O primeiro acto do enredo pode ser descrito da seguinte forma: uma noite, a caminho de casa, Osamu e Shota – um género de pai e filho – encontram uma menina a morrer de frio na varanda onde morava. Assim, decidiram leva-la para casa para lhe dar de comer e aquecê-la. E é com esta menina de 5 ou 6 anos que o caminho de redenção para aquela família e o caminho da moralidade para o público começam. Este é o primeiro verdadeiro acto do enredo. Para eles, é a verdadeira boa ação que fazem, sem quaisquer segundos objectivos, uma bondade humana. Para nós, é a partir desse momento que começamos a questionar a moral e a ética das personagens e de nós mesmos, como também colocamos em causa a forma como está estruturada a sociedade.
No contexto de violência infantil por parte dos pais, o que um pequeno grupo de ladrões pode fazer? Porém não é só disso que se trata. Assim, seria demasiado fácil escolher um dos lados, era fácil de distinguir o preto do branco. Trata-se, sim, de uma família que lhe dá amor, ao mesmo tempo que a utiliza nos seus pequenos furtos, exactamente porque as pessoas normalmente não dão muita atenção a uma criança. É com esta balança entre o errado e o certo que as próprias personagens, no fim, têm de julgar as suas ações, de uma perspectiva exterior. Porque, apesar de lhe terem dado o que ela não tinha no momento – pais que a amassem e que lhe dessem o mínimo que um ser humano precisa e merece -, tiraram-lhe um futuro digno, em que a escola não era uma opção (só quem não consegue estudar em casa é que precisa de ir para a escola) e a criminalidade, por mais pequena que fosse, seria o futuro dela.

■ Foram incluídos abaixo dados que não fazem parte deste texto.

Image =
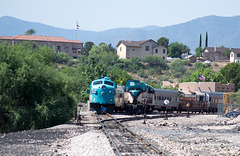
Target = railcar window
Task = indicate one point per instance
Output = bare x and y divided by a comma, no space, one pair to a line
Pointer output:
97,82
109,83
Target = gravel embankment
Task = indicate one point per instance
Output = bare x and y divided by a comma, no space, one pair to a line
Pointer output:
197,135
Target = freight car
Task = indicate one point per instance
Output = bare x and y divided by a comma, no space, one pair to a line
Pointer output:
137,97
160,95
102,93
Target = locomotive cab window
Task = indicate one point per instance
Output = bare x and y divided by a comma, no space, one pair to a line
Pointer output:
97,82
109,83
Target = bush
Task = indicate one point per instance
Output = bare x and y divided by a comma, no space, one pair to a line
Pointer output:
33,93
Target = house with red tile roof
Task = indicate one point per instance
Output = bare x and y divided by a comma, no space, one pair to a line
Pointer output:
59,44
235,55
129,49
215,54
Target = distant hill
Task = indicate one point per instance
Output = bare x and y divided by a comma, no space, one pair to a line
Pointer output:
221,31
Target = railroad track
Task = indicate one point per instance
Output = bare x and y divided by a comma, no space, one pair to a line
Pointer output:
125,141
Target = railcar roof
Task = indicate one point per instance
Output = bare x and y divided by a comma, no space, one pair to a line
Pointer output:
166,91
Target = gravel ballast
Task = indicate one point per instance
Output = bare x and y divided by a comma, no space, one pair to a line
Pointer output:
197,135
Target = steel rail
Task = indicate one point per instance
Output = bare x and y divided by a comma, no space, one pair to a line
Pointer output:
160,151
106,132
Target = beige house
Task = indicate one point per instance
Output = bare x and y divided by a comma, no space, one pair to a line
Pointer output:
202,86
206,87
59,44
215,54
129,49
235,55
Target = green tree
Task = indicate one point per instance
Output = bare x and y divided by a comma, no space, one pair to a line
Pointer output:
163,41
62,58
32,92
206,72
176,49
200,41
178,68
199,52
231,74
30,32
87,47
206,41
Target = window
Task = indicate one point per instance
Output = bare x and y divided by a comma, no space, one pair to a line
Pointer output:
97,82
146,48
109,83
66,49
58,48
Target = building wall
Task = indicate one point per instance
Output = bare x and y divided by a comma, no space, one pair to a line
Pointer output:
206,87
72,49
121,51
160,51
147,48
214,56
234,57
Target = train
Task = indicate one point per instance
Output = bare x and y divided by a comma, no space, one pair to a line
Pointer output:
137,97
102,94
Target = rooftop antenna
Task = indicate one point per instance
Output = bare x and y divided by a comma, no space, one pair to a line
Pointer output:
77,27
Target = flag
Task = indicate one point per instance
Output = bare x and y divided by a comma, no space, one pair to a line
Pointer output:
77,26
200,77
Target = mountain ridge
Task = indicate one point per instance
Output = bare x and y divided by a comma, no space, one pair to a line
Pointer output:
221,31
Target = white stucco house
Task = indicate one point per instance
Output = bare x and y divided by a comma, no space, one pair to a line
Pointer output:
235,55
129,49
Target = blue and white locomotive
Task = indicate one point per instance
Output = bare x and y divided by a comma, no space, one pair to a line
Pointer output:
102,92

O segundo acto da intriga é a morte da avó. O facto de a terem enterrado debaixo da casa, dando como desculpa a falta de dinheiro para o funeral, a forma como os mais velhos seguem em frente e procuram friamente pelo dinheiro guardado pela senhora caracteriza o colapso das relações familiares e mostra o que os ligava verdadeiramente: o dinheiro, pouco mais do que isso. Ao contrário do primeiro acto, aqui começamos a duvidar da compaixão das personagens, até da própria falecida, algo irónico.
Assim, sai-se da sala de cinema com um nó no estômago, com indecisões e com mais perguntas do que respostas. E esta é uma excelente forma de qualificarmos um bom filme: um murro no estômago. Não poderia deixar de enfatizar a beleza e naturalidade com que os actores representaram os vários lados da moeda, as pequenas e diversas intrigas, no meio de um aparente amor incondicional numa casa desarrumada e apinhada. Bravo!
“Shoplifters” estreia nos cinemas portugueses a 22 de Novembro.